The Perpetual Orgy: Flaubert and Madame Bovary
- First edition
- Author: Mario Vargas Llosa
- Original title: La orgía perpetua. Flaubert y Madame Bovary
- Language: Spanish
- Genre: Essay
- Publisher: Seix Barral
- Publication date: 1975

= The Perpetual Orgy =

Book by Mario Vargas Llosa

The Perpetual Orgy: Flaubert and Madame Bovary (La orgía perpetua. Flaubert y Madame Bovary, 1975) is a book-length essay by the Nobel Prize–winning Peruvian novelist Mario Vargas Llosa which examines Flaubert's 1857 book Madame Bovary as the first modern novel. The first part of The Perpetual Orgy has an autobiographical tone; Vargas Llosa then goes on to examine the structure and meaning of Madame Bovary as well as its role in the development of the modern novel. First published in Spanish in 1975, the book was translated into English in 1986 by Helen Lane.

According to Julian Barnes:
Most of The Perpetual Orgy, at last available in Helen Lane's elegant translation, is a discussion of the genesis, execution, structure and technique of Madame Bovary. It is the best single account of the novel I know. Flaubertistes will instantly set it alongside Francis Steegmuller's classic Flaubert and Madame Bovary; students of literature who want to know how a novel works could not be better advised than to listen to Mr. Vargas Llosa hunched over this masterpiece like some vintage car freak over the engine of a Lagonda.
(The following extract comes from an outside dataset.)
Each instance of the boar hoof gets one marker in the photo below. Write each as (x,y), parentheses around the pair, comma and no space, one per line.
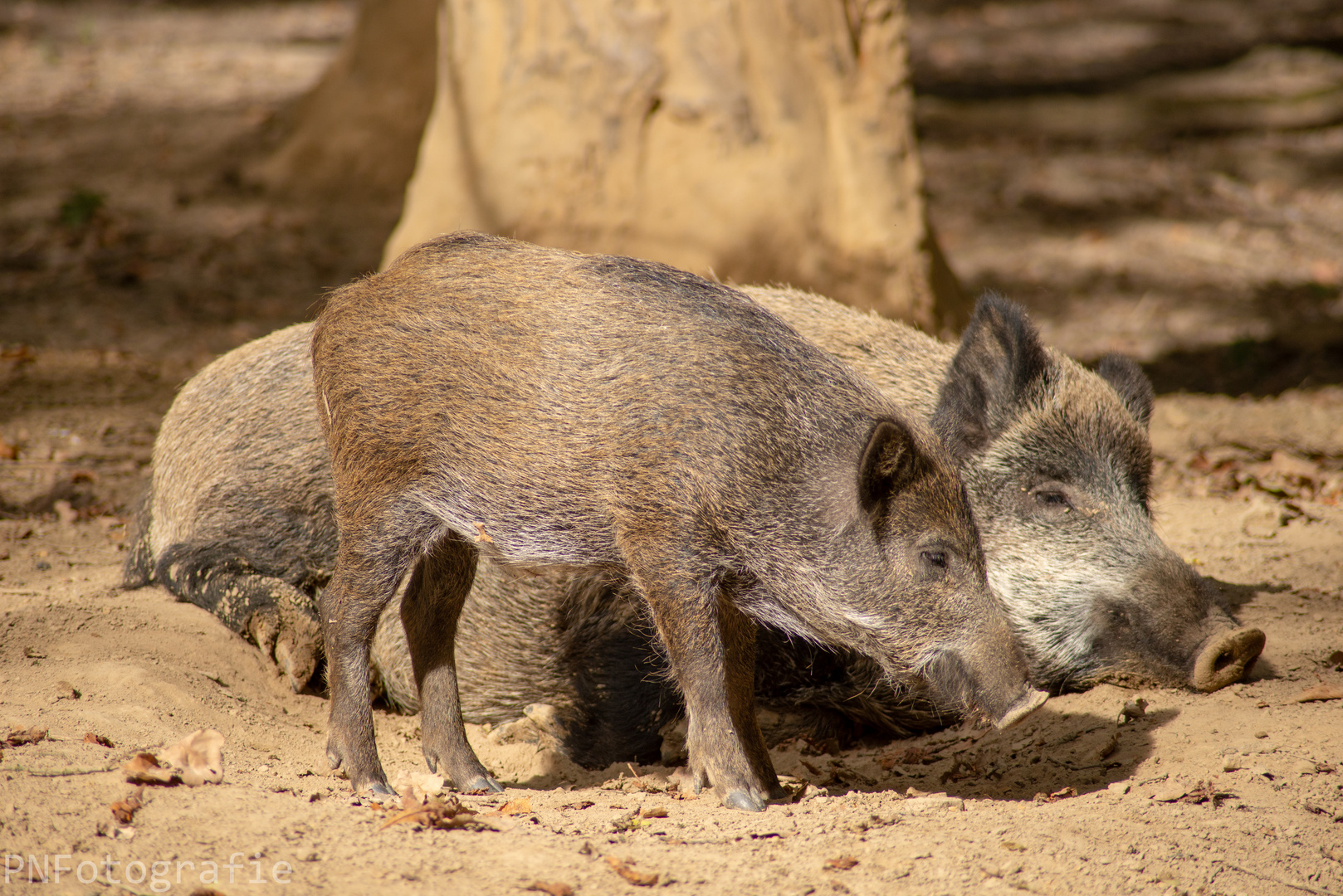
(745,801)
John Gross, also reviewing the Helen Lane translation for The New York Times, praised the book's treatment of Flaubert's technical mastery:

He [Vargas Llosa] is excellent, however, on more fundamental matters, on the handling of time in the novel (he differentiates four types of Flaubertian time—singular, circular, immobile and imaginary) and on the constantly shifting narrative viewpoint. These may sound like dry technical issues, but Mr. Vargas Llosa brings them to life, and makes it clear how central they are if you want to understand the suppleness and subtlety that Flaubert achieved.